Sim, numa época em que eu morava na Rua Afonso Pena, ali na Tijuca, perto da Rua Professor Gabizo, onde morava o Erasmo Carlos. Ali perto havia a Rua do Matoso, onde havia o Cine Madri e onde o pessoal todo se reunia: Tim Maia, Jorge Bem e até o Luiz Ayrão. Era a "turma do Madri", como chamavam. Quando Erasmo foi gravar seu primeiro disco solo em 1964, ele foi lá em casa e me chamou pra gravar. Eu ia gravar de piano mas, ao chegar no estúdio da RCA, onde se gravava os discos do selo RGE, nós descobrimos um órgão coberto lá num canto. Nós começamos a mexer, eu comecei a tocar e ele teve a idéia de gravar órgão ao invés de piano. Todo mundo se assustou: "Órgão em música jovem?" Então Terror dos Namorados e Na Onda do Jacaré foram as duas primeiras músicas que gravamos. Quando o disco ficou pronto, mostrou pro Roberto e ele também adorou a idéia, me chamando pra botar órgão no disco dele. Foi a primeira vez que eu fui na CBS, que naquela época era uma festa. Eu conheci todo mundo e já fui tirando fotografia, naquela onda toda... e eu comecei a gravar com Roberto. No segundo ou terceiro disco que eu gravei com Roberto, o Sr. Evandro - que era o presidente da CBS - me chamou e perguntou se eu queria assinar contrato pra gravar disco solo. Como eu gostava muito do Ed Lincoln nessa época, pois ele tinha um conjunto em que eu muito me espelhava, fazendo bailes sensacionais, eu quis fazer de meu primeiro disco um álbum só de sambas. Erasmo fez algumas músicas, Sr. Evandro fez minha vontade e tal... mas o disco não vendeu nada. No segundo disco, ele falou: "Agora você vai gravar do meu jeito! Eu já deixei você fazer do seu jeito..." Fizemos o primeiro LP da série "Lafayette Apresenta Os Sucessos", com músicas dos Beatles etc, e ele logo estourou... e nós continuamos nessa série até o Vol. 20. Depois disso é que começamos a ter uns títulos diferentes, fora os compactos.

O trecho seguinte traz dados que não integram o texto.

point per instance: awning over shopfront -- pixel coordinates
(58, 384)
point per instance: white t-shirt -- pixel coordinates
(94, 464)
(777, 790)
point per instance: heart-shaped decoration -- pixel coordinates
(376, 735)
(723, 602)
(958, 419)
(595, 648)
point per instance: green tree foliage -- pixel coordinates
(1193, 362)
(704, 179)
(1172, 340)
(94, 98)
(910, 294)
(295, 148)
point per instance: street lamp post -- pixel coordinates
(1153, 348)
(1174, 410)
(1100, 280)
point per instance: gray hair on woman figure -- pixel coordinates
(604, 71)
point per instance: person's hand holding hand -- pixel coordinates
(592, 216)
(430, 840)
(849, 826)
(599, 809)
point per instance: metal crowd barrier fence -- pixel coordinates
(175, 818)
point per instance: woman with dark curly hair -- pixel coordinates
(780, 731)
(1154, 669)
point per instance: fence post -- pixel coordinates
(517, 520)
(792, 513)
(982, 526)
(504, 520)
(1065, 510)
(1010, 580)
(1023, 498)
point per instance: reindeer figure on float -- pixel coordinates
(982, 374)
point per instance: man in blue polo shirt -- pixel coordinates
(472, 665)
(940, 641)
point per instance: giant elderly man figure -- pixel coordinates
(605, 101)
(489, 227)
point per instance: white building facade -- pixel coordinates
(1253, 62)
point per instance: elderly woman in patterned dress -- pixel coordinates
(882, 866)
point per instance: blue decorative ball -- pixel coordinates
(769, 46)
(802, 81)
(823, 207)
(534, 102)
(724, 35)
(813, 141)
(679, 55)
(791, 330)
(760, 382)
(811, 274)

Como foi sua carreira durante a Jovem Guarda? Você tocava no programa?
Não, e isso é uma coisa interessante, porque no programa do Roberto eu só fui uma vez... Eu só ia pra receber prêmios etc, mas pra tocar mesmo... eu só ia mesmo no programa Rio Hit Parade da TV Rio, Canal 13, porque minha música estava sempre na parada. Mas eu nunca fui muito de fazer televisão; não porque eu não quisesse, mas sei lá... ainda que eu tocasse tanto na maioria daqueles discos do Roberto. Na base dos discos do Roberto era sempre eu com uma parte dos Blue Caps - Renato, Paulo César e Toni, bem no início, mas anos depois o Toni foi substituído pelo Picolé, que era do meu conjunto, juntamente com o guitarrista Zé Carlos, que também era do meu conjunto e toca com o Roberto até hoje. Os metais também muitas vezes eram do meu conjunto.

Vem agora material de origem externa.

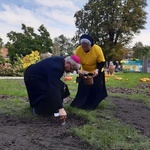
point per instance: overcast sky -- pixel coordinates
(55, 15)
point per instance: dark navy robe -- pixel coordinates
(43, 82)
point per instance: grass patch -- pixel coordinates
(102, 129)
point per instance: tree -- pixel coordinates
(112, 23)
(64, 44)
(24, 43)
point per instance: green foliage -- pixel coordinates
(141, 51)
(109, 22)
(64, 45)
(24, 43)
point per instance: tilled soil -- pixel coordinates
(46, 133)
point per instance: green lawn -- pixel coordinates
(102, 130)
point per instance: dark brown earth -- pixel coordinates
(46, 133)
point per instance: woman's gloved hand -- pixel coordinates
(62, 115)
(95, 73)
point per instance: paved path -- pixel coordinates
(11, 77)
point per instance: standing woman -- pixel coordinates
(92, 61)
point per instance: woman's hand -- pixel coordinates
(80, 72)
(95, 73)
(62, 115)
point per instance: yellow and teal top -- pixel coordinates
(90, 59)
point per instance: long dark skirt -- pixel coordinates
(41, 97)
(89, 96)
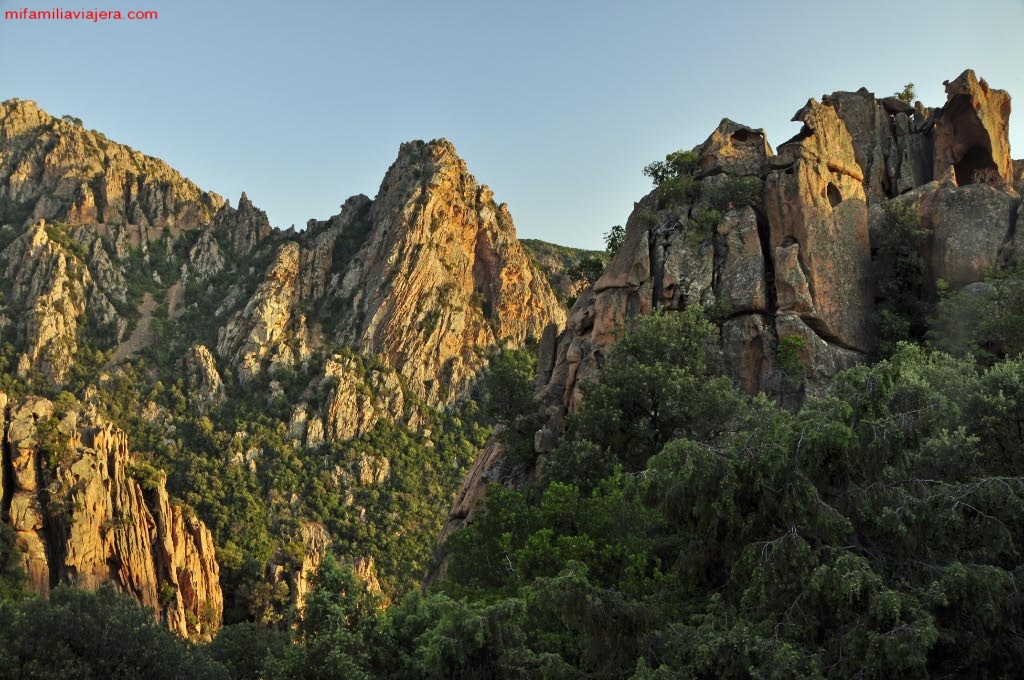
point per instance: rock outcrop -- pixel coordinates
(427, 278)
(48, 289)
(205, 386)
(972, 132)
(86, 511)
(55, 169)
(793, 259)
(440, 275)
(259, 336)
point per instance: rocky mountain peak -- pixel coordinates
(53, 168)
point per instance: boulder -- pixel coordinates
(972, 132)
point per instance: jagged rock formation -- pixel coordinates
(797, 261)
(205, 386)
(85, 511)
(972, 132)
(47, 289)
(427, 277)
(54, 169)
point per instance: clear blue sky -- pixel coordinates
(557, 104)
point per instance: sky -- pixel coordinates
(556, 104)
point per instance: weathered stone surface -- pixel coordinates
(258, 336)
(969, 227)
(734, 149)
(821, 359)
(241, 229)
(370, 470)
(440, 275)
(205, 258)
(99, 524)
(747, 351)
(815, 199)
(740, 279)
(792, 290)
(55, 169)
(890, 141)
(205, 386)
(361, 396)
(972, 131)
(55, 289)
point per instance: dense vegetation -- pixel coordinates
(681, 528)
(687, 530)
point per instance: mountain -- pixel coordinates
(807, 258)
(217, 342)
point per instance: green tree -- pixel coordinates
(101, 634)
(655, 384)
(907, 94)
(902, 311)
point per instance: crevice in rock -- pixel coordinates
(834, 195)
(805, 132)
(764, 236)
(657, 247)
(53, 528)
(822, 332)
(8, 473)
(743, 136)
(977, 161)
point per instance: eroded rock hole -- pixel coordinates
(976, 165)
(834, 195)
(747, 136)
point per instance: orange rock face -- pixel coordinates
(972, 132)
(81, 517)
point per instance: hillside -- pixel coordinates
(778, 434)
(315, 375)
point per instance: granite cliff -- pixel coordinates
(785, 245)
(87, 511)
(169, 307)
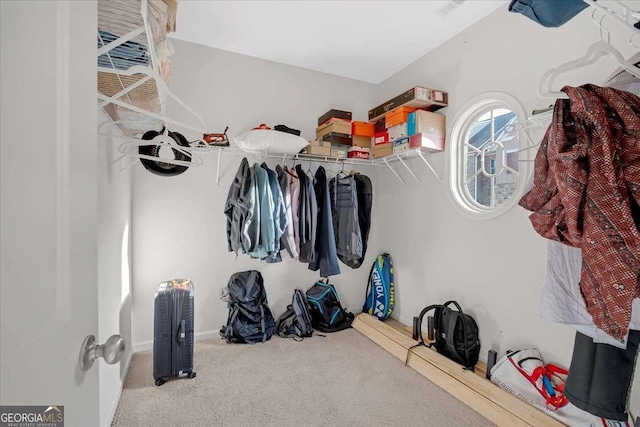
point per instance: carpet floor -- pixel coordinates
(342, 379)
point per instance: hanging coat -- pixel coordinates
(307, 216)
(287, 240)
(238, 209)
(326, 257)
(267, 231)
(365, 200)
(294, 188)
(279, 213)
(344, 207)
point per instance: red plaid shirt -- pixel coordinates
(586, 184)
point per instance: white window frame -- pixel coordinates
(457, 155)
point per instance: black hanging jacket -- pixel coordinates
(326, 257)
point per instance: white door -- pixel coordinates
(49, 189)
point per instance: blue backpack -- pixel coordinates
(380, 298)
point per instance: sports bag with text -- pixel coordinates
(380, 294)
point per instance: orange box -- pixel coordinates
(362, 129)
(398, 116)
(362, 141)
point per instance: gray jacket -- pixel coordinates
(241, 224)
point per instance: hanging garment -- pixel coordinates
(344, 209)
(279, 213)
(599, 380)
(365, 201)
(287, 240)
(587, 177)
(251, 229)
(294, 189)
(307, 217)
(549, 13)
(326, 259)
(562, 302)
(238, 208)
(267, 242)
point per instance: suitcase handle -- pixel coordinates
(181, 332)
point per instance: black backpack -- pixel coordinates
(250, 319)
(456, 334)
(327, 314)
(296, 321)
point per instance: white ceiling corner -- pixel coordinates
(364, 40)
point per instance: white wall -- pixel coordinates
(494, 268)
(179, 228)
(114, 224)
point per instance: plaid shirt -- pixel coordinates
(586, 184)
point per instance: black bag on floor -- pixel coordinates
(327, 314)
(456, 334)
(296, 321)
(173, 330)
(250, 319)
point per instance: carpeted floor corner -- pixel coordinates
(341, 379)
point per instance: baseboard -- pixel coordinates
(127, 364)
(199, 336)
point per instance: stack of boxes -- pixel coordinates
(408, 121)
(333, 135)
(405, 122)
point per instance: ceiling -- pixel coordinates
(363, 40)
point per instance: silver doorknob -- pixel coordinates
(111, 351)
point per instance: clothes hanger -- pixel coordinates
(594, 53)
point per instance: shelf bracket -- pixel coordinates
(394, 171)
(428, 164)
(218, 166)
(409, 169)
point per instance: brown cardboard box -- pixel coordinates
(333, 125)
(419, 97)
(358, 153)
(382, 150)
(319, 150)
(362, 129)
(362, 141)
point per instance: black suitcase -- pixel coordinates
(173, 331)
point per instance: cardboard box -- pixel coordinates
(333, 125)
(337, 114)
(400, 148)
(397, 116)
(362, 129)
(398, 131)
(418, 97)
(359, 153)
(338, 138)
(318, 150)
(427, 142)
(338, 153)
(401, 141)
(381, 138)
(320, 143)
(426, 122)
(382, 150)
(362, 141)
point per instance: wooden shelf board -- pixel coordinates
(496, 404)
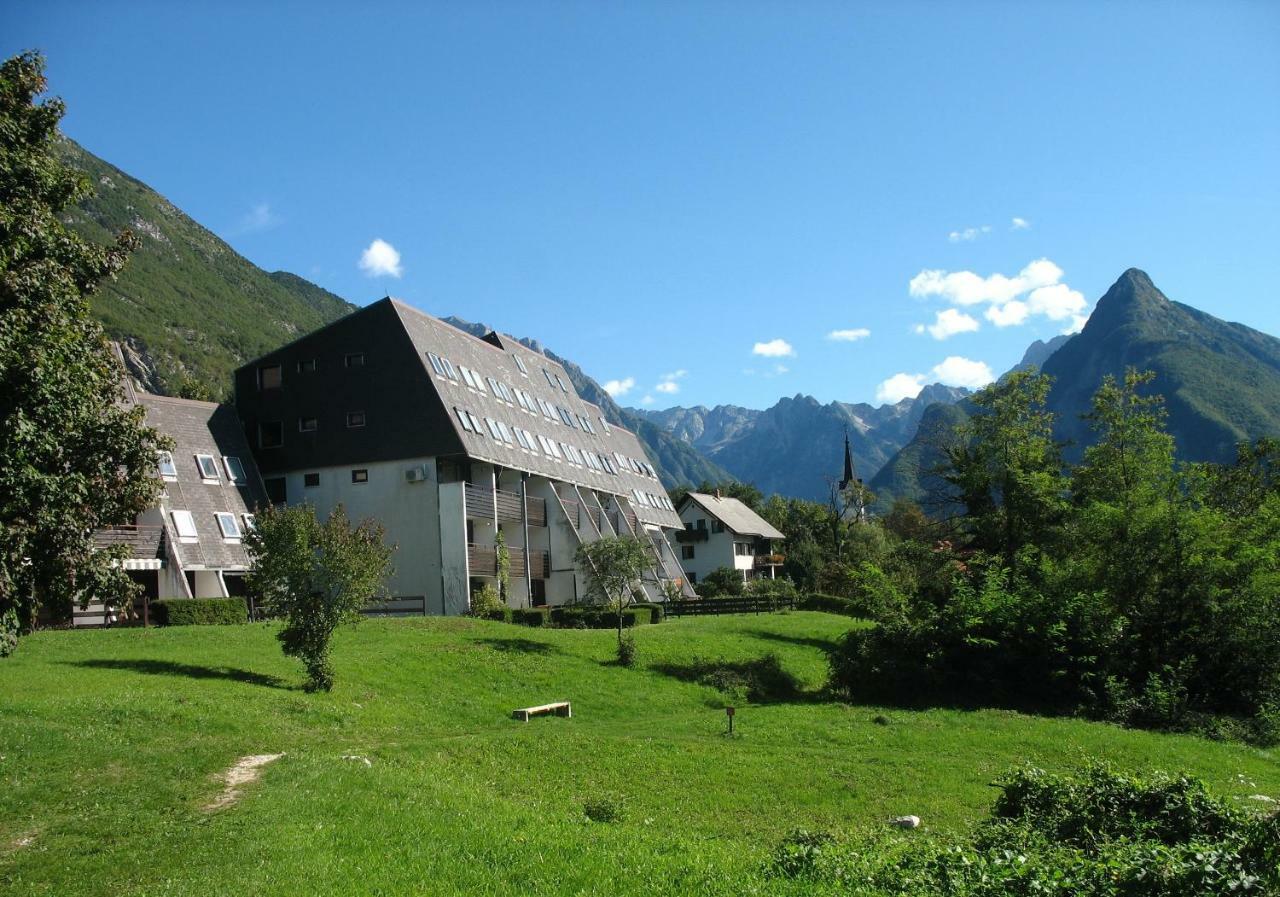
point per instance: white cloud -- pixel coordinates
(380, 260)
(900, 387)
(965, 288)
(1057, 302)
(958, 371)
(622, 387)
(947, 323)
(968, 234)
(952, 371)
(1011, 314)
(259, 218)
(775, 348)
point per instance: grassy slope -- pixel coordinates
(112, 741)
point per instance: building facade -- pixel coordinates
(725, 532)
(447, 440)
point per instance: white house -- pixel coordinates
(447, 440)
(725, 532)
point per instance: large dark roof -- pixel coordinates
(205, 428)
(417, 406)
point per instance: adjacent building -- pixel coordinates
(725, 532)
(190, 544)
(449, 439)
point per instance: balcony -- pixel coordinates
(485, 504)
(483, 561)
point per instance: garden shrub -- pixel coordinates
(1093, 834)
(200, 611)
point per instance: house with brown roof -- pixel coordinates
(447, 440)
(725, 532)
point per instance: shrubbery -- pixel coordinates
(200, 611)
(1089, 834)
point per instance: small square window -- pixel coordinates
(269, 376)
(228, 525)
(208, 466)
(270, 434)
(184, 523)
(164, 461)
(234, 468)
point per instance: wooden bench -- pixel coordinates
(558, 708)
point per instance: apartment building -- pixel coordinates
(448, 439)
(725, 532)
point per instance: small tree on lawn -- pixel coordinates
(611, 566)
(316, 576)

Em que momento você formou seu conjunto?
Quando fui contratado para o primeiro disco, ainda não tinha... mas logo montei. A crooner já era a Dina Lúcia, que é até hoje minha esposa, além dos metais. Nós éramos 12 músicos... e a equipe acabou chegando a 20 pessoas, de forma que chegamos a ter um ônibus, fundamental para qualquer estrutura de grande conjunto de baile. A gente fazia baile em qualquer lugar. Nós compramos o ônibus por causa de uma turnê que faríamos por várias cidades da Argentina, então fomos de avião até Buenos Aires e lá embarcamos no ônibus.
Você chegou a gravar discos especialmente para a Argentina.

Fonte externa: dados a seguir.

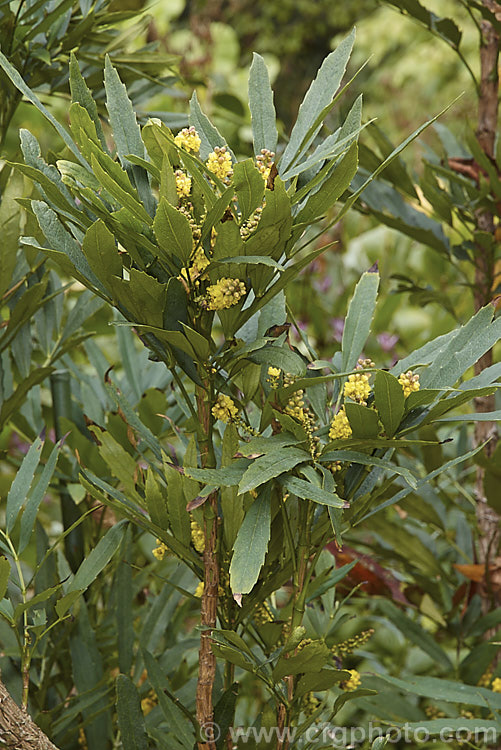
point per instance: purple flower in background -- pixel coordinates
(337, 328)
(387, 341)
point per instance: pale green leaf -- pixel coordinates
(251, 544)
(358, 321)
(263, 117)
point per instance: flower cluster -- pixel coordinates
(350, 644)
(295, 405)
(340, 426)
(188, 139)
(199, 590)
(224, 409)
(263, 614)
(353, 682)
(160, 550)
(219, 163)
(249, 226)
(264, 162)
(274, 377)
(225, 293)
(183, 184)
(197, 537)
(309, 704)
(409, 382)
(357, 387)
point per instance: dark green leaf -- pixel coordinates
(359, 318)
(249, 186)
(270, 466)
(98, 558)
(390, 401)
(130, 716)
(264, 128)
(21, 485)
(309, 491)
(363, 421)
(251, 544)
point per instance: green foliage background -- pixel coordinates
(438, 631)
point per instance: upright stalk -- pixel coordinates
(61, 406)
(208, 612)
(487, 518)
(300, 578)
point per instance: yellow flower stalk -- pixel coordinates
(224, 409)
(409, 382)
(357, 387)
(183, 184)
(188, 139)
(219, 163)
(353, 682)
(160, 550)
(225, 293)
(197, 537)
(340, 426)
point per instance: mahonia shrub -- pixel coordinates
(279, 453)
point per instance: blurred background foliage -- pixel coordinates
(162, 49)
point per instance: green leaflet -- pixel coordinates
(80, 93)
(4, 575)
(263, 117)
(363, 421)
(178, 516)
(280, 357)
(365, 460)
(174, 716)
(446, 690)
(463, 349)
(415, 633)
(126, 131)
(130, 715)
(311, 658)
(101, 251)
(124, 606)
(229, 476)
(61, 240)
(359, 318)
(173, 233)
(155, 500)
(318, 96)
(390, 401)
(251, 544)
(333, 187)
(249, 186)
(98, 558)
(142, 295)
(36, 497)
(19, 83)
(270, 466)
(309, 491)
(22, 482)
(209, 135)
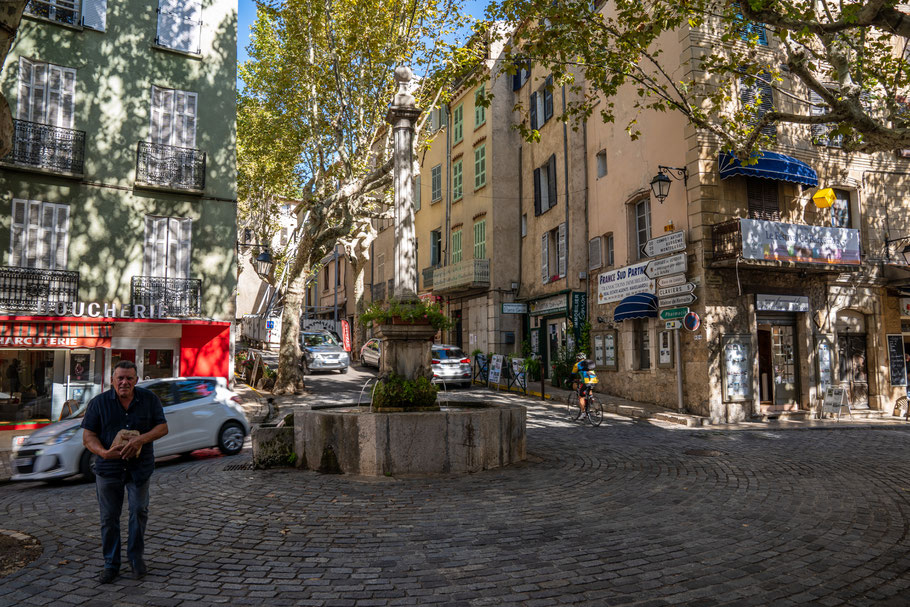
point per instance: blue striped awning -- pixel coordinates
(640, 305)
(770, 165)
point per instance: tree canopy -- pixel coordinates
(840, 66)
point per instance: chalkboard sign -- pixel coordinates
(896, 360)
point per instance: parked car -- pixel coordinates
(450, 365)
(371, 352)
(201, 412)
(322, 352)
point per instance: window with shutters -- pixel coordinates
(480, 239)
(456, 246)
(760, 97)
(180, 25)
(763, 201)
(436, 185)
(480, 112)
(480, 167)
(458, 124)
(167, 247)
(545, 186)
(457, 180)
(61, 11)
(39, 236)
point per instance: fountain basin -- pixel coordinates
(456, 439)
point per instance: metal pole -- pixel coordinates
(680, 405)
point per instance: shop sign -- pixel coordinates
(667, 265)
(616, 285)
(776, 241)
(550, 305)
(781, 303)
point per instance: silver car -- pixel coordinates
(450, 365)
(201, 412)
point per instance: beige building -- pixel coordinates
(790, 298)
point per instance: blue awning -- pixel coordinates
(770, 165)
(640, 305)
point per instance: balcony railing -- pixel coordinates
(62, 11)
(47, 147)
(170, 296)
(36, 289)
(760, 240)
(170, 167)
(462, 276)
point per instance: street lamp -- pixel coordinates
(660, 185)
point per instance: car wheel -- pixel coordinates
(230, 438)
(87, 466)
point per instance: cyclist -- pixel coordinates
(584, 379)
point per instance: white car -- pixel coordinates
(200, 411)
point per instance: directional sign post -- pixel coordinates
(674, 313)
(668, 243)
(667, 265)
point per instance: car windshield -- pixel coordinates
(319, 339)
(451, 353)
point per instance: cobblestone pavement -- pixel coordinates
(631, 513)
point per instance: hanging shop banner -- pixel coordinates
(616, 285)
(776, 241)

Quando a gente gravava faixas para o disco daqui, também gravávamos umas músicas que estavam fazendo lá. A CBS de lá mandava uma lista com seis, sete ou oito músicas, então a gente gravava e mandava o tape do disco brasileiro e as faixas extras, para que eles pudessem montar um disco compatível com o mercado de lá. Tem muitas gravações que saíram lá e que nunca saíram aqui, como Amada Amante por exemplo.
Como você organizava sua agenda? Você gravava discos, fazia bailes e ainda tocava nos discos de todo mundo!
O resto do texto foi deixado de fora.